Mean levels of biochemical parameters after additional adjustment for MMSE score

	DITO (n=19)a	DECO (n=57)	P-value
Neopterin, nmol/L	97.9 (68.4–140.3)	47.3 (39.9–56.0)	0.002b
Homovanillic acid, nmol/L	111.2 (65.9–187.9)c	162.6 (129.1–204.6)c	0.252
Glutamic acid, μmol/L	42.2 (31.9–55.8)	36.7 (32.4–41.7)	0.436
Serine, μmol/L	76.6 (63.0–93.3)	76.6 (70.0–83.8)	0.994
Glycine, μmol/L	179.1 (149.6–214.3)	198.2 (182.8–214.8)	0.376
Citrulline, μmol/L	20.7 (15.9–26.9)	24.2 (21.5–27.2)	0.349
Arginine, μmol/L	35.1 (26.2–47.0)	44.5 (38.9–50.8)	0.204
Taurine, μmol/L	33.7 (23.8–47.8)	33.6 (29.2–40.1)	0.946
Tyrosine, μmol/L	54.3 (43.8–67.5)	67.0 (60.7–74.0)	0.130
Valine, μmol/L	205.6 (174.2–242.1)	204.2 (189.2–219.8)	0.950
Methionine, μmol/L	21.7 (17.1–27.6)	28.4 (25.5–31.7)	0.079
Tryptophan, μmol/Ld	32.0 (23.4–40.7)	33.5 (29.6–37.4)	0.787
Phenylalanine, μmol/L	78.0 (67.9–89.3)	76.6 (71.9–81.5)	0.837
Isoleucine, μmol/L	56.9 (46.5–69.5)	67.5 (61.5–74.0)	0.183
Leucine, μmol/L	121.1 (99.8–147.2)	124.7 (114.3–136.1)	0.816
Phenylalanine/tyrosine ratio	1.44 (1.21–1.69)	1.14 (1.06–1.23)	0.035
Tryptophan/LNAAs ratio × 100d	5.63 (4.40–6.86)	6.06 (5.51–6.62)	0.576
Tyrosine/LNAAs ratio × 100	10.9 (9.2–13.1)	13.2 (12.2–14.3)	0.104
Phenylalanine/LNAAs ratio × 100	16.5 (14.3–19.1)	15.3 (14.4–16.4)	0.438
Citrulline/arginine ratio	0.59 (0.43–0.82)	0.54 (0.47–0.63)	0.684

Notes: Values are expressed as mean (95% CI) and are the back-transformed log10 values unless otherwise specified. Models are adjusted for age, sex, CCI and MMSE score. The model including neopterin is adjusted for age, sex, CCI, the eGFR, CRP and MMSE score.
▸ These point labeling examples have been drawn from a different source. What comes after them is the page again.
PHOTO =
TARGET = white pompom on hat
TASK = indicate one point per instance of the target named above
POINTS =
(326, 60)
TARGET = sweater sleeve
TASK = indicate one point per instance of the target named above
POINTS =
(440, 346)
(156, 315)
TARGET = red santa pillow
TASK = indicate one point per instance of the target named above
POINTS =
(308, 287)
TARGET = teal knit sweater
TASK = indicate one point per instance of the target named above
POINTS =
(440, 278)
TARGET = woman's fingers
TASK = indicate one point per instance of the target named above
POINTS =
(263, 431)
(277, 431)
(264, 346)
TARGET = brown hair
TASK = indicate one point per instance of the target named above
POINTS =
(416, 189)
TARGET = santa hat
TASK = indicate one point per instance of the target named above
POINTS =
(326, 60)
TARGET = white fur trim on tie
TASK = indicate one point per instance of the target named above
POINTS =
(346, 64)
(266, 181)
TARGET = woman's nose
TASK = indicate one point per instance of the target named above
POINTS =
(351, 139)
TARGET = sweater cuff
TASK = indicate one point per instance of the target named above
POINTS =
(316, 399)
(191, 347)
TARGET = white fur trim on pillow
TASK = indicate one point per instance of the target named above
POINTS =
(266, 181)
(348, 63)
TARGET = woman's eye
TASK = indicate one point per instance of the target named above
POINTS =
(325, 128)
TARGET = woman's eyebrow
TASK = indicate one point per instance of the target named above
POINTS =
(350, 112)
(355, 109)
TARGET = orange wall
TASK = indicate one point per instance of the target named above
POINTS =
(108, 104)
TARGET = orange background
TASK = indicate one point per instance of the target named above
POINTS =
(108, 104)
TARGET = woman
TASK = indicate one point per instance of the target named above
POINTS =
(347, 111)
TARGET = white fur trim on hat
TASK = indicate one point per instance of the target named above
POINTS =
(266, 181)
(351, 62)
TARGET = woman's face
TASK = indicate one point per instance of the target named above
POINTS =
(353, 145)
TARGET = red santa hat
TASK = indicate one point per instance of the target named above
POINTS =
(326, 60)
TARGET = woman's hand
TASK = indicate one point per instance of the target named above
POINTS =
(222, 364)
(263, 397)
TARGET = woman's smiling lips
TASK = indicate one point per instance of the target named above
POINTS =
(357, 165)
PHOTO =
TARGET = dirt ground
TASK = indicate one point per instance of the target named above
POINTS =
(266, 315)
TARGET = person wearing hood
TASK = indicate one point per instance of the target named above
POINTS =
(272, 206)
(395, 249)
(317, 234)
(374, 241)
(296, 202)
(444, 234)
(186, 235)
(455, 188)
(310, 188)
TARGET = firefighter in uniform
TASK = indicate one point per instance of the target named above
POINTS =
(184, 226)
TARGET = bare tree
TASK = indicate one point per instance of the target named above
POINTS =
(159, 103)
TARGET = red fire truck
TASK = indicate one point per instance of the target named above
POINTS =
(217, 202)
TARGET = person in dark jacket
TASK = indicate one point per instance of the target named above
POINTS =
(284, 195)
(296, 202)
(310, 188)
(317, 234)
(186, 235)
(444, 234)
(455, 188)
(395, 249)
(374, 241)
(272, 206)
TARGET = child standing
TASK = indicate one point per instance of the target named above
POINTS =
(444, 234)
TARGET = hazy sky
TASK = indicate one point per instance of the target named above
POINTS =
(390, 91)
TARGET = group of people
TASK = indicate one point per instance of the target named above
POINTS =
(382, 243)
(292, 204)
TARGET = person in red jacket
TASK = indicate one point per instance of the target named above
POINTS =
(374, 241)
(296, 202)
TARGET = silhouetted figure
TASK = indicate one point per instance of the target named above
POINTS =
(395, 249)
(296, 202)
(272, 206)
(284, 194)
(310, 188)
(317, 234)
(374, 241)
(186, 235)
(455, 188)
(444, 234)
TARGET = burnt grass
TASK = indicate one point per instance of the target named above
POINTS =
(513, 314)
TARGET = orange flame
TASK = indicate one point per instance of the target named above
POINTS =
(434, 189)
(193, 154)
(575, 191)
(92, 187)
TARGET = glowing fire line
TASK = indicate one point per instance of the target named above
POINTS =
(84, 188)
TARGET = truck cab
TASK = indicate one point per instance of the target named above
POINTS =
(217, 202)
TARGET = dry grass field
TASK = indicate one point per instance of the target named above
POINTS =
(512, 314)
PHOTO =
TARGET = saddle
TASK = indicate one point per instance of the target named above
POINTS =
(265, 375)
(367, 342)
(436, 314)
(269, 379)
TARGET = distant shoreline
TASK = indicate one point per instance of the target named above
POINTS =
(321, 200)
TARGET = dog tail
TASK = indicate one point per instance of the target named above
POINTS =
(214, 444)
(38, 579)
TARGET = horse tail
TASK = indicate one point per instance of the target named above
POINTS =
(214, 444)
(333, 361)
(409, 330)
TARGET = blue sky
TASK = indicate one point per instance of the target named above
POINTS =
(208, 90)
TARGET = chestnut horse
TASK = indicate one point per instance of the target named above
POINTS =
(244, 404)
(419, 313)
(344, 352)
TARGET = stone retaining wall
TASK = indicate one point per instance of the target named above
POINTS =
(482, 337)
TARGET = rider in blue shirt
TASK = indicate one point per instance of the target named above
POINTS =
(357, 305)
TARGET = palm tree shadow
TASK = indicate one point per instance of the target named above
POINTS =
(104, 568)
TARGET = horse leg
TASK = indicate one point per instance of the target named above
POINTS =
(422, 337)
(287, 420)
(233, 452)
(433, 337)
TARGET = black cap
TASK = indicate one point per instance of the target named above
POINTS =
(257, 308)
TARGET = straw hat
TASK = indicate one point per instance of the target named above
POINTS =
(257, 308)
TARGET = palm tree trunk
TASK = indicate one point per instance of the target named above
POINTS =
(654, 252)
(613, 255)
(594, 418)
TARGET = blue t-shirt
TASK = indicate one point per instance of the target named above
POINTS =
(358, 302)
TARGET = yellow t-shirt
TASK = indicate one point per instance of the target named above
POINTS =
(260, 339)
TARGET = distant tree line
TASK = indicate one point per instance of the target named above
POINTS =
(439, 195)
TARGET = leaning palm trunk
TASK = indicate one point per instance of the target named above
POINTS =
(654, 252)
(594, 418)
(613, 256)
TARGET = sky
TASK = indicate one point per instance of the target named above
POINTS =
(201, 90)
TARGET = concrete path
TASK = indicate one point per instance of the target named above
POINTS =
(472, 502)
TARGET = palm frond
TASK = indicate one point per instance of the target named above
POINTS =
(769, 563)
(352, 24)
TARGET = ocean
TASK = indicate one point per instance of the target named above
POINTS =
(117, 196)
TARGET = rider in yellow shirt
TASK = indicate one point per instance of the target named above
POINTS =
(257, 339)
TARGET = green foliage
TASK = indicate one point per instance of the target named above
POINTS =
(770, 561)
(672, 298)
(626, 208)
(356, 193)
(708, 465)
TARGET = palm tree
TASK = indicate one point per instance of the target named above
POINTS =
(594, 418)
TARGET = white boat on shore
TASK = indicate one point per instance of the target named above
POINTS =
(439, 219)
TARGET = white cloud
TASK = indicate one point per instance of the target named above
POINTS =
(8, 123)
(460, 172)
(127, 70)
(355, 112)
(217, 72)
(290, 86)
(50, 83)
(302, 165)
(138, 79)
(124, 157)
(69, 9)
Analyses were performed in 19 patients instead of 23 patients due to missing MMSE scores.

Analysis was performed in 72 patients with delirium (DITO n=19 and DECO n=53) due to missing CRP levels.

One value missing.

Values were not logarithmically transformed.

Abbreviations: CCI, Charlson Comorbidity Index; CRP, C-reactive protein; eGFR, estimated glomerular filtration rate; LNAAs, large neutral amino acids; MMSE, Mini-Mental State Examination.